NVMe-oF radically reduces access latency to block data in shared array. But to date, expensive data centre-class Ethernet or InfiniBand has been required for network transport. 

By running NVMe-oF over a standard Ethernet LAN using TCP/IP its deployment and acquisition costs would be reduced.

NVMe is the protocol used to connect direct-attached storage, typically SSDs, to a host server’s PCIe bus. This is much faster, at say 120-150µs, than using a drive access protocol such as SATA or SAS. An NVMe explainer can be found here.

NVMe over Fabrics (NVME-oF) extends the NVMe protocol to shared, external arrays using a network transport such as lossless Ethernet, with ROCE, and InfiniBand, with iWARP.

Both are expensive and fast, with remote direct memory access speeds; think 100-120µs latency. Running NVMe-oF across a TCP/IP transport adds 80 – 100 microseconds of latency compared to ROCE and iWARP, but the net result is much faster than iSCSI or Fibre Channel access to an external array; think <200µs compared to >100,000µs.

Lightbits Labs system

Lightbits maps the many parallel NVMe I/O queues to many parallel TCP/IP connections. It envisages NVMe-over TCP as the NVMe migration path for iSCSI.

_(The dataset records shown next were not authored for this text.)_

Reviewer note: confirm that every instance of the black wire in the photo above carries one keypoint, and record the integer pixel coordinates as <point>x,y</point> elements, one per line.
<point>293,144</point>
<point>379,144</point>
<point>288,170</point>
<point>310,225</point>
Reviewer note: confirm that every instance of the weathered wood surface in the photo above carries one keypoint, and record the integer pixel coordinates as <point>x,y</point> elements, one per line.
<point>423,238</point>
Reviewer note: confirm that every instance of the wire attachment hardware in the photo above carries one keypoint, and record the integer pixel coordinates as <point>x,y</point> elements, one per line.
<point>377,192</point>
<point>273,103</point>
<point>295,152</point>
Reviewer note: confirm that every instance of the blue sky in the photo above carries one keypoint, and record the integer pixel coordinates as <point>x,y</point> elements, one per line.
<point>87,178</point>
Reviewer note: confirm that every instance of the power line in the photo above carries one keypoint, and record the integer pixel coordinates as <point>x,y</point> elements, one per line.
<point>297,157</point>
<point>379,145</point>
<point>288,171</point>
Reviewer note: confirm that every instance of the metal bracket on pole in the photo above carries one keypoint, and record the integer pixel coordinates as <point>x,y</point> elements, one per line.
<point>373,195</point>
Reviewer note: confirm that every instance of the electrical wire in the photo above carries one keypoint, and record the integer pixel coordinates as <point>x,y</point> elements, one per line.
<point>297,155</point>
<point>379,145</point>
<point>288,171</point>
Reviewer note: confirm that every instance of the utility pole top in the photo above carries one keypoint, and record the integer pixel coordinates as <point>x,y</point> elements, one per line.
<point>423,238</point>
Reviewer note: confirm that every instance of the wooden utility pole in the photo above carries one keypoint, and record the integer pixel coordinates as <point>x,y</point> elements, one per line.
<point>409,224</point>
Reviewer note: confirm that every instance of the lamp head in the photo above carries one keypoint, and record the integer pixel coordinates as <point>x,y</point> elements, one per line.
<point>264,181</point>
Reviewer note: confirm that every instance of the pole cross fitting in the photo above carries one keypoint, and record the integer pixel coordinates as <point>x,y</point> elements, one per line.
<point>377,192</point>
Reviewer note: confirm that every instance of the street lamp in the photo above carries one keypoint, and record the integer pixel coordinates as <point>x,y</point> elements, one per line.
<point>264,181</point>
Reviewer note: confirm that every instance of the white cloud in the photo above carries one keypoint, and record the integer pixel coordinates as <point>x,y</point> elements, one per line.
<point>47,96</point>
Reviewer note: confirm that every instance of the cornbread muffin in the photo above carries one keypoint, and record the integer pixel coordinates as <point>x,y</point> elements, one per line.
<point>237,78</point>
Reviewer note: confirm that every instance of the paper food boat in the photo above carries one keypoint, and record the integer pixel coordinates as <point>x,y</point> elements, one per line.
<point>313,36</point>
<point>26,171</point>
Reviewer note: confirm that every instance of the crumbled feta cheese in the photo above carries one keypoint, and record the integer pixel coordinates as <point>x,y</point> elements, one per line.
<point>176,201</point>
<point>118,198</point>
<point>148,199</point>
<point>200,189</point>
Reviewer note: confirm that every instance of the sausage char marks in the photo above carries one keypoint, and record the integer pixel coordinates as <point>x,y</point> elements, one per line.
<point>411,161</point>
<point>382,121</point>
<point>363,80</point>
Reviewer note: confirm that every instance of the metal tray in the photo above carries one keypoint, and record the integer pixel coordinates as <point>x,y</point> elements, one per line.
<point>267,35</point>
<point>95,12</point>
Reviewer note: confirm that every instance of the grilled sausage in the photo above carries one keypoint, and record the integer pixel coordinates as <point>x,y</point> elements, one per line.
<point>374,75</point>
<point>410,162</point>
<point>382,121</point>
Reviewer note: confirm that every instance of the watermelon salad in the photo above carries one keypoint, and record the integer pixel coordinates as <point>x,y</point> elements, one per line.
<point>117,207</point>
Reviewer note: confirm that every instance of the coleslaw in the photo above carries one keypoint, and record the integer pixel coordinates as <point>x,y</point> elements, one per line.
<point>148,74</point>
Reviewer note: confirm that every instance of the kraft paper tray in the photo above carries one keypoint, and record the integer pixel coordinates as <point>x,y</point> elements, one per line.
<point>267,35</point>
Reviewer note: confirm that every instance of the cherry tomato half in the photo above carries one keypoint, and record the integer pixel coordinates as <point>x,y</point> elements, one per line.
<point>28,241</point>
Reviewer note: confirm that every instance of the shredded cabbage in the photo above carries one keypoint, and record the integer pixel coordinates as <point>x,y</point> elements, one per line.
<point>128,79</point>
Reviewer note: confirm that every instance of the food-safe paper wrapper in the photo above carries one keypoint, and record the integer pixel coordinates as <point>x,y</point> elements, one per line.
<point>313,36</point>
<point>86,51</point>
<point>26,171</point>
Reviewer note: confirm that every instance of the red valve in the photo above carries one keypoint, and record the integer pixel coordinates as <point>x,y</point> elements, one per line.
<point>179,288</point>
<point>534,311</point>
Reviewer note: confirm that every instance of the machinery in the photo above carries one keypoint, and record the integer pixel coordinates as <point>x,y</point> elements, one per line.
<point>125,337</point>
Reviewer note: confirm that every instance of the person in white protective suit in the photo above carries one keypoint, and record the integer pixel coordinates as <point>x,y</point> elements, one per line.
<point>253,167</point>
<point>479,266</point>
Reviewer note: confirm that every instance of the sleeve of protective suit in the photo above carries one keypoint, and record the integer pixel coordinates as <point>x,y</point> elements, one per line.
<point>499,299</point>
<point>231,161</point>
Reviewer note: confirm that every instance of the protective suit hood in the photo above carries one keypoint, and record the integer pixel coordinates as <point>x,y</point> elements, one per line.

The Lightbits pitch is that you don’t need a separate Fibre Channel SAN access infrastructure. Instead, consolidate storage networking with everyday data centre Ethernet LAN infrastructure, and gain the cost and manageability benefits. Carry on using your everyday Ethernet NICs, for example.

Our diagram of the Lightbits Labs system

In its scheme, storage accessing servers direct their requests to an external array of commodity rack servers which run the LightOS and are fitted with NVMe SSDs. The SSD capacity is thinly provisioned and managed as an entity, with garbage collection, for example, run as a system-level task and not at drive-level. Random write accesses are managed to minimally affect SSD endurance.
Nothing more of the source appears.